Dans cette communauté l'anonymat est de règle, par l'uniformité du vêtement, la coule dont la capuche dissimule le visage et les manches qui enferment les mains, ces religieux, par choix, n'ont plus de volonté propre, ils obeissent à la règle et à l'Abbé. Eux aussi seront assaillis par les démons et feront remonter l'information soit au chapitre soit au parloir vers leur Abbé, mais aussi en confession ( à savoir que tous les moines ne sont pas prêtres)






Cependant l'anonymat n'est pas total puisque beaucoup d'entre eux sont désignés dans le codex par une initiale et à l'instar de frère "N", rédacteur du texte, certains seront aussi signalés par la lettre " N ", on trouve un frère "N " qui a bien chanté lors de la fête de la nativité de la vierge, puis un autre frère "N ", celui ci ami de Richalm, dont les démons font enfler le ventre tout un été, jusqu'à son trépas !

D'autres moines font l'objet de descriptions, deux d'entre eux bien connus du copiste " N " et de Richalm sont cités, Adelhard et Adelhold, deux personnalités aussi opposées que possible !!. Du premier Richalm observe les habitudes vertueuses, Adelhard aime son prochain, alors que cet aveugle de Abelhold, en proie aux démons refuse de pardonner à des adversaires qui sont, bien sûr, d'autres moines !. Richalm ira même jusqu'à lui refuser la communion pour le punir !

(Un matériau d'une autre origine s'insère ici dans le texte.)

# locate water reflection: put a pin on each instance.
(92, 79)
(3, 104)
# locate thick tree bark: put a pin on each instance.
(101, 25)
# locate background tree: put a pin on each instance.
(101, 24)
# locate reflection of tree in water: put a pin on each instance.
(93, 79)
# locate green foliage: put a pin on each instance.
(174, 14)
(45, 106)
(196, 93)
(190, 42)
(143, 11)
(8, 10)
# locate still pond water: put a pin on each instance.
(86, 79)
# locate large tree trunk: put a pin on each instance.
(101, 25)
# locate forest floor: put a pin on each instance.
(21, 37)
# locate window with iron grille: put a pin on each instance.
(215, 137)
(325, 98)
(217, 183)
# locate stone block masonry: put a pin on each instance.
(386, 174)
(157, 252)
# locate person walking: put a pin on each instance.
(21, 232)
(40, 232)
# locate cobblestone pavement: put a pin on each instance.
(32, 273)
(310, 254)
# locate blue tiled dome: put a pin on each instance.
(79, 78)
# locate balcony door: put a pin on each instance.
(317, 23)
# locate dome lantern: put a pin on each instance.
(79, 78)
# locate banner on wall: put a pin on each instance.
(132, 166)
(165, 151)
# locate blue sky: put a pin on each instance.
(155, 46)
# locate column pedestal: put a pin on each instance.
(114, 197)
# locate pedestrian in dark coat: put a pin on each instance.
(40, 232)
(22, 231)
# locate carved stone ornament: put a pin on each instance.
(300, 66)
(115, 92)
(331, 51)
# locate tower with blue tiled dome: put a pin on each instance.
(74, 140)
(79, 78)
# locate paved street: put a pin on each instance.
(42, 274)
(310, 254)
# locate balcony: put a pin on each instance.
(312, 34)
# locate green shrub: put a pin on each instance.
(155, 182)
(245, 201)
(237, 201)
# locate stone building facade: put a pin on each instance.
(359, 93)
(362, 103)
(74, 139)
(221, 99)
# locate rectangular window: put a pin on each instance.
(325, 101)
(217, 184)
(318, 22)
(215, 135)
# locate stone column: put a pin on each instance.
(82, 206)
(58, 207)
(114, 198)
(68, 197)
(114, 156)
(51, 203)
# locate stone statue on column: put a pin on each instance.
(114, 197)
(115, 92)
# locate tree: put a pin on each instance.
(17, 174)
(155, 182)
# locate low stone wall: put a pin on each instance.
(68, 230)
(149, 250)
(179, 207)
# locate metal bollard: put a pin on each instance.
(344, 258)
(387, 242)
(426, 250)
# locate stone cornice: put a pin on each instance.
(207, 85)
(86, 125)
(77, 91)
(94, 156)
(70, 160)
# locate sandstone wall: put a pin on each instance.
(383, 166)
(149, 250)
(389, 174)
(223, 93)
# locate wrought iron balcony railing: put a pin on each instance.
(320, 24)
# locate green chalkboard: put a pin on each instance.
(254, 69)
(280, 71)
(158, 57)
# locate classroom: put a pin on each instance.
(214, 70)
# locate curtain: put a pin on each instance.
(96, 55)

D'un autre côté si la cloture monastique est réelle elle n'est pas étanche pour tout le monde, l'Abbé est en contact avec le monde extérieur, source d'autres tentations des démons. Discutant de ses problèmes de santé avec Rüdiger, le valet d'écurie il lui fut proposé de soigner ses maux grâce à une sorcière du village voisin, celui ci refuse ce procédé illicite, selon les écrits du codex, et s'en remet aux bénédictions de l'église 









S
elon la règle la vie du monastère s'organise autour de la prière et du travail, cette activité pour le moins physique a une finalité matérielle qui est avant tout de fournir la nourriture de la communauté. Pourtant selon les écrits, les moines de Schöntal ne semblent pas réceptifs au caractère rédempteur du " Labor " (labeur), ils ne cessent de protester contre la fatigue et les douleurs que leurs valent le travail des champs, bêcher, faucher, faner, moisonner et tailler la vigne

Les démons les font murmurer contre ces contraintes, dit le codex, ils comparent leur labeur au travail forcé imposé par les Sarrasins aux captifs chrétiens des croisades !. L'Abbé Richalm lui même n'évite pas les conseils d'un démon qui désire le voir redoubler d'efforts, de sorte qu'il aura deux fois plus de raisons de se plaindre, tout en se sentant coupable de ne jamais en faire assez.....sournois le démon !!!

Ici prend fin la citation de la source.